27. The high-pressure inlet valve (1) as claimed in claim 13, in which the sliding piston (3) is formed such that, at least at the end of its closing movement, it imparts a radial movement component to the disk valve (12).

28. An internal combustion engine having a high-pressure inlet valve (1), which is arranged in a cylinder head (26) and which serves for the admission of combustion air at high pressure into a combustion chamber (25), having the features as claimed in claim 1, which high-pressure inlet valve is arranged in the manner of an inlet valve between a high-pressure line (27) and the combustion chamber (25) and by means of which high-pressure inlet valve the combustion air can be admitted from a high-pressure line (27) via a passage region (6) of the high-pressure inlet valve (1) into the combustion chamber (25), wherein the high-pressure inlet valve (1) is arranged in the cylinder head (26) in standing fashion in relation to the longitudinal axis of the cylinder (25).

29. An internal combustion engine having a high-pressure inlet valve (1), which is arranged in a cylinder head (27) and which serves for the admission of combustion air at high pressure into a combustion chamber (25), having the features as claimed in claim 1, which high-pressure inlet valve is arranged in the manner of an inlet valve between a high-pressure line (27) and the combustion chamber (25) and by means of which high-pressure inlet valve the combustion air can be admitted from a high-pressure line (27) via a passage region (6) of the high-pressure inlet valve (1) into the combustion chamber (25), wherein the high-pressure inlet valve (1) is arranged in the cylinder head (26) in lying fashion in relation to the longitudinal axis of the cylinder (25).

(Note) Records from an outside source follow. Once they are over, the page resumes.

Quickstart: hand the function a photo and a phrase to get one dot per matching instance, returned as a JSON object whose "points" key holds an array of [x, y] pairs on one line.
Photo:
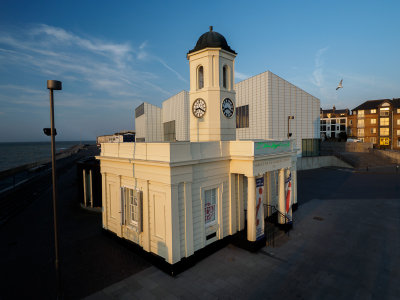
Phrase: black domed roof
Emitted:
{"points": [[212, 39]]}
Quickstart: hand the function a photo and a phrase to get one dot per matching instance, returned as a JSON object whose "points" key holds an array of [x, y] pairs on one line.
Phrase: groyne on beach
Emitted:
{"points": [[22, 185], [36, 165]]}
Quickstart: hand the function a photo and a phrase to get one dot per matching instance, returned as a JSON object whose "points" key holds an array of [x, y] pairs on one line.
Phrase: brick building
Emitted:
{"points": [[333, 122], [378, 122]]}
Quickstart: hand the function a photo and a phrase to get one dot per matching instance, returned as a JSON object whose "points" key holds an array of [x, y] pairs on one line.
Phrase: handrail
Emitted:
{"points": [[279, 212]]}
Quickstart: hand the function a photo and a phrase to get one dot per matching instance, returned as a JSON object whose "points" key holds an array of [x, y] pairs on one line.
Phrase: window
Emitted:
{"points": [[310, 147], [384, 111], [384, 131], [384, 141], [131, 212], [210, 206], [242, 116], [200, 77], [384, 121], [226, 83], [169, 131]]}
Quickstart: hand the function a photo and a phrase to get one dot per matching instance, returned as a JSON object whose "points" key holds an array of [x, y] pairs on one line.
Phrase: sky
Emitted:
{"points": [[113, 55]]}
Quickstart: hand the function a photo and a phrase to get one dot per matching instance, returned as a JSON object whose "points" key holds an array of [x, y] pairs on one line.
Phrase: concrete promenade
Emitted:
{"points": [[345, 245], [340, 248]]}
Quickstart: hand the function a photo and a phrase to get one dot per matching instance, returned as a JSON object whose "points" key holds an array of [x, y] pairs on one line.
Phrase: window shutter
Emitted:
{"points": [[140, 211], [122, 206]]}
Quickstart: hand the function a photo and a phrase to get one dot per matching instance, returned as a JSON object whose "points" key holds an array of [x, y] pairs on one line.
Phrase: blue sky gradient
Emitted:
{"points": [[113, 56]]}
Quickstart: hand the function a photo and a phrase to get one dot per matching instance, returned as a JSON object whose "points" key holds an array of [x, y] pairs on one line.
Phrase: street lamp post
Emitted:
{"points": [[54, 85], [289, 133]]}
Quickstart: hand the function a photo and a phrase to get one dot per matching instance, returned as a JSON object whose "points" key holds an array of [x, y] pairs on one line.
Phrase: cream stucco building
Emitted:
{"points": [[174, 198]]}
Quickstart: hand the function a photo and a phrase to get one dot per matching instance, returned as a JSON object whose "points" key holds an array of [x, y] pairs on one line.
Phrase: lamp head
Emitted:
{"points": [[54, 85]]}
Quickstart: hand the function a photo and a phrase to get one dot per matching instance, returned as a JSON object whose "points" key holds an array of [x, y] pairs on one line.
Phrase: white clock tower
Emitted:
{"points": [[212, 94]]}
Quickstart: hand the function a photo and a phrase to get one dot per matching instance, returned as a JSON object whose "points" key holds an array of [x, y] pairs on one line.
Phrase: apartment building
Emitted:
{"points": [[377, 122], [333, 122]]}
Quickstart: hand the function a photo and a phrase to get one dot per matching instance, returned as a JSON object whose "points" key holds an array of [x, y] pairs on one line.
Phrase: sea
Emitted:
{"points": [[16, 154]]}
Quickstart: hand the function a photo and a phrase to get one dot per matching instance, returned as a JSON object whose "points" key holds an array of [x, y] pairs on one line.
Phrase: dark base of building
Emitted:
{"points": [[285, 227], [171, 269], [239, 239]]}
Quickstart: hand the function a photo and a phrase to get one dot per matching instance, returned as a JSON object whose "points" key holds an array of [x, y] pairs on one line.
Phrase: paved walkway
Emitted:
{"points": [[340, 248]]}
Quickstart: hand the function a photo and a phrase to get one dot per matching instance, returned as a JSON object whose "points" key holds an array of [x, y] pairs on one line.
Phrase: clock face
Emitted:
{"points": [[199, 108], [228, 108]]}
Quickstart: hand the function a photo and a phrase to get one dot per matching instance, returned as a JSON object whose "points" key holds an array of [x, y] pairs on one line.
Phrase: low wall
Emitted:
{"points": [[328, 148], [392, 154], [315, 162]]}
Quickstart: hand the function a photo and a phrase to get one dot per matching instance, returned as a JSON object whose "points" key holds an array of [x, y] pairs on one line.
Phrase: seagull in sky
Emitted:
{"points": [[340, 85]]}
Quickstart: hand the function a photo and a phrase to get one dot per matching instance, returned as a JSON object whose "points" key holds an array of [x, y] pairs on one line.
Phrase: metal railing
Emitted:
{"points": [[272, 219]]}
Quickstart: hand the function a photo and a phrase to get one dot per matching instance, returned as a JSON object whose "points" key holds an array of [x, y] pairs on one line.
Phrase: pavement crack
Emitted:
{"points": [[272, 256]]}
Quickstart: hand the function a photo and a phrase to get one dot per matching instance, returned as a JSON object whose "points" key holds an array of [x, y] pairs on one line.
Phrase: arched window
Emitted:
{"points": [[224, 77], [200, 77]]}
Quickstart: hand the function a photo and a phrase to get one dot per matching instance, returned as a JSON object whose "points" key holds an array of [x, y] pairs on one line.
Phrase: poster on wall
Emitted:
{"points": [[259, 208], [288, 186]]}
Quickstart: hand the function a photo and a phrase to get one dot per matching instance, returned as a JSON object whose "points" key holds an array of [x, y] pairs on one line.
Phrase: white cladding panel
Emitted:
{"points": [[148, 125], [141, 126], [177, 108], [271, 100]]}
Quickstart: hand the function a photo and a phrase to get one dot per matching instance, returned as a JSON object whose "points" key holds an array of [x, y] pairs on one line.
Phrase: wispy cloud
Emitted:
{"points": [[87, 62], [318, 76]]}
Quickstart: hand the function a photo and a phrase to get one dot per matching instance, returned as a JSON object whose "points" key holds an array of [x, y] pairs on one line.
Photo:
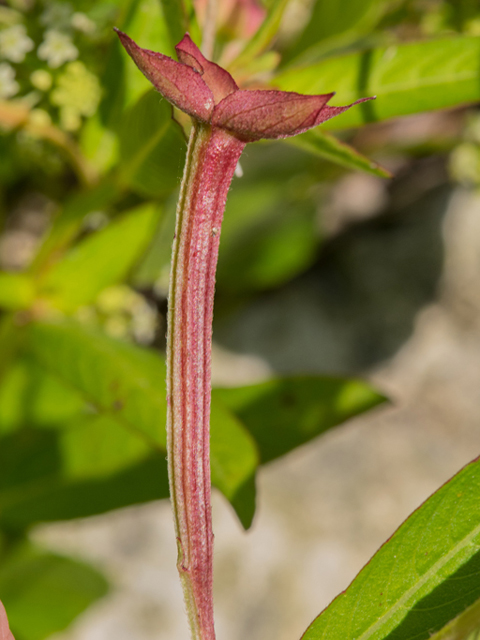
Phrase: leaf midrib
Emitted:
{"points": [[434, 569]]}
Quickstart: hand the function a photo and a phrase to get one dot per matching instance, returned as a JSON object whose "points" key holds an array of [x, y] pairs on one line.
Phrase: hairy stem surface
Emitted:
{"points": [[211, 160]]}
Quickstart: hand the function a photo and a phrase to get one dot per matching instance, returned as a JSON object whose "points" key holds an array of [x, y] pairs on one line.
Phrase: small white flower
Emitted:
{"points": [[81, 22], [14, 43], [57, 48], [57, 15], [8, 85]]}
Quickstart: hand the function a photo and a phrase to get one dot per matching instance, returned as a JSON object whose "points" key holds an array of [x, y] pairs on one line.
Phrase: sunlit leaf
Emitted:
{"points": [[424, 575], [327, 146], [152, 147], [126, 383], [406, 78], [265, 34], [285, 413], [43, 593], [17, 291], [180, 18], [70, 217], [43, 478], [101, 260], [463, 626], [335, 24]]}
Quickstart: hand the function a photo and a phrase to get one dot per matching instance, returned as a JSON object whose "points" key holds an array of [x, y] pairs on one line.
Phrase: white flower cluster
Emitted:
{"points": [[8, 85], [15, 43], [57, 48], [77, 94]]}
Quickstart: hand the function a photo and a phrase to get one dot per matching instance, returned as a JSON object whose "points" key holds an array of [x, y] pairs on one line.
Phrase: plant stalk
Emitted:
{"points": [[211, 160]]}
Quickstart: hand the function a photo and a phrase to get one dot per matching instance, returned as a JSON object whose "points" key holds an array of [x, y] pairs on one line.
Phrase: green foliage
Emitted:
{"points": [[82, 407], [101, 260], [424, 576], [406, 78], [44, 592], [296, 409]]}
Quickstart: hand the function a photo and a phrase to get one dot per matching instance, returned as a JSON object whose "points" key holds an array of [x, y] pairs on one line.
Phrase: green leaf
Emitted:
{"points": [[424, 575], [285, 413], [43, 593], [180, 17], [101, 260], [406, 79], [17, 291], [461, 627], [269, 234], [265, 34], [152, 147], [327, 146], [38, 486], [236, 473], [147, 26], [334, 24], [126, 383], [70, 218], [28, 396]]}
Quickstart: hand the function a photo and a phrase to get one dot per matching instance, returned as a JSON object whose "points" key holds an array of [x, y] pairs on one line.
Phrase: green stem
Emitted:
{"points": [[211, 160]]}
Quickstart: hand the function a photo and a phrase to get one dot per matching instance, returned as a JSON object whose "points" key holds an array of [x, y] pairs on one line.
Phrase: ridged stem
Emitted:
{"points": [[211, 160]]}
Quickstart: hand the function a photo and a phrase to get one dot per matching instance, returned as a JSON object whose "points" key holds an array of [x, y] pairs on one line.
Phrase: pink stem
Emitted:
{"points": [[211, 160]]}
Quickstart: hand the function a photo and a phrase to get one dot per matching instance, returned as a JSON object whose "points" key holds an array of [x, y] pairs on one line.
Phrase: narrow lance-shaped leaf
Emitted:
{"points": [[424, 575], [406, 78], [463, 626]]}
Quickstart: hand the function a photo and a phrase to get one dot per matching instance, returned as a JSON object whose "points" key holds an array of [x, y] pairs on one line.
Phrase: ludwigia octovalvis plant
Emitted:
{"points": [[224, 119]]}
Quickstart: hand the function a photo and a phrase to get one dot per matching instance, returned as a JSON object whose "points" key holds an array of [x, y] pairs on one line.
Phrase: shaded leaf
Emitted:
{"points": [[268, 236], [327, 146], [152, 147], [43, 593], [285, 413], [406, 79], [424, 575], [101, 260]]}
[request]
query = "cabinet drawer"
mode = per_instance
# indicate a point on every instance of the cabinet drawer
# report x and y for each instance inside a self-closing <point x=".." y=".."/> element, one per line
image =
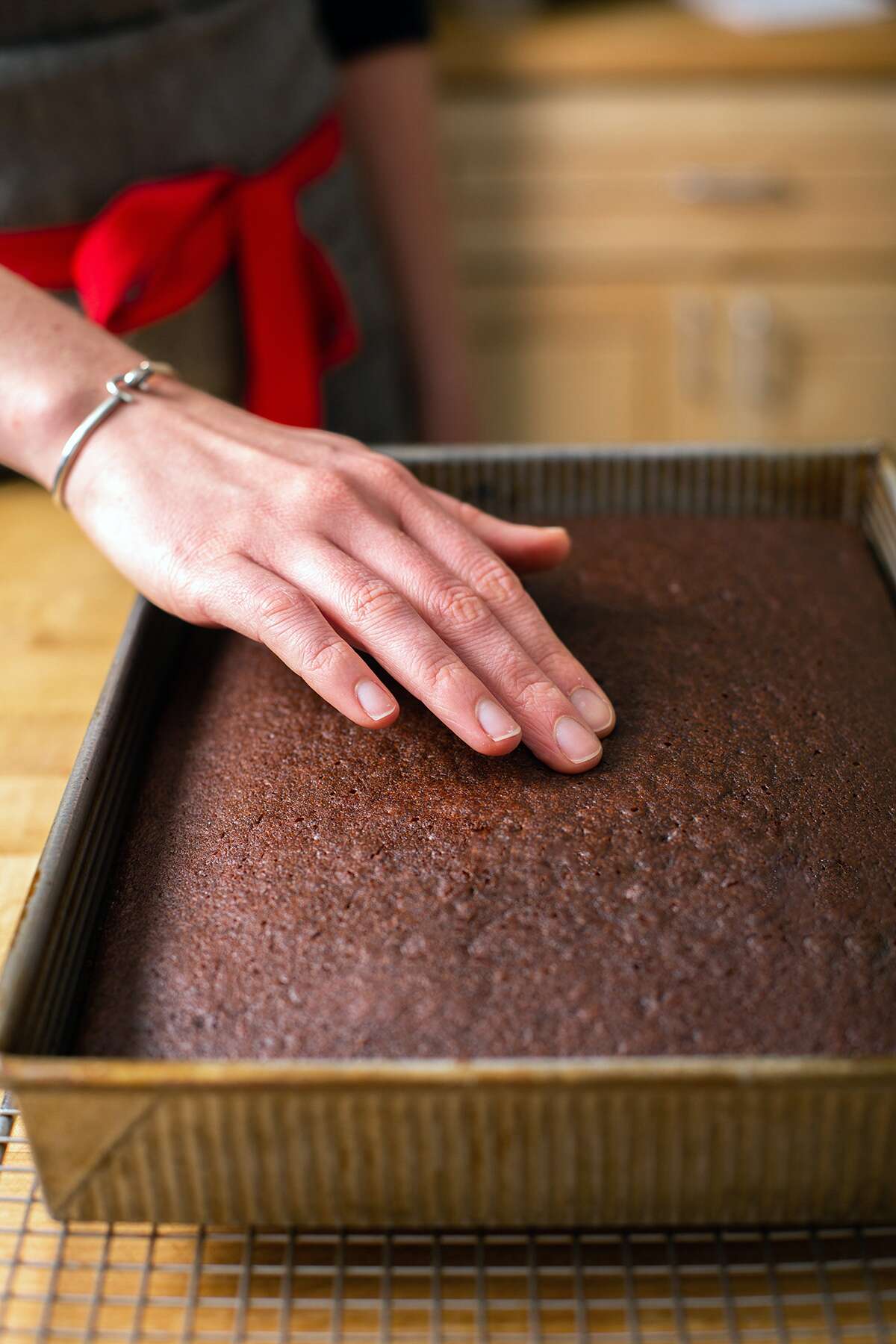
<point x="652" y="181"/>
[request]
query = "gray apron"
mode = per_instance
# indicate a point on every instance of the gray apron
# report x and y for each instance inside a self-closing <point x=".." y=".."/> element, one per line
<point x="99" y="94"/>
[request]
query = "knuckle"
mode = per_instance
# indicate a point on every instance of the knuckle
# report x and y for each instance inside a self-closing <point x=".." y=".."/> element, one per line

30. The internal combustion engine as claimed in claim 28, in which the sliding piston (3) of the high-pressure inlet valve (1) is loaded by means of a spring (22), and a cam, which acts counter to the spring force, of a camshaft is provided for the displacement of the sliding piston (3) of said high-pressure inlet valve from a position in which it shuts off a passage of combustion air into the combustion chamber (25) into a position in which it allows the passage of combustion air into the combustion chamber (25).

31. The internal combustion engine as claimed in claim 28, in which the high-pressure inlet valve (1), which operates with a pressure in the range from 2 to 20 MPa, can be controlled, and the combustion air can be admitted into the cylinder (25), such that no separate stroke is required for a charge exchange in a four-stroke engine and such that mixture formation in the cylinder (25) can be controlled with regard to the injected fuel quantity by means of the pressure at which the combustion air is admitted into the combustion chamber (25) via the high-pressure inlet valve (1).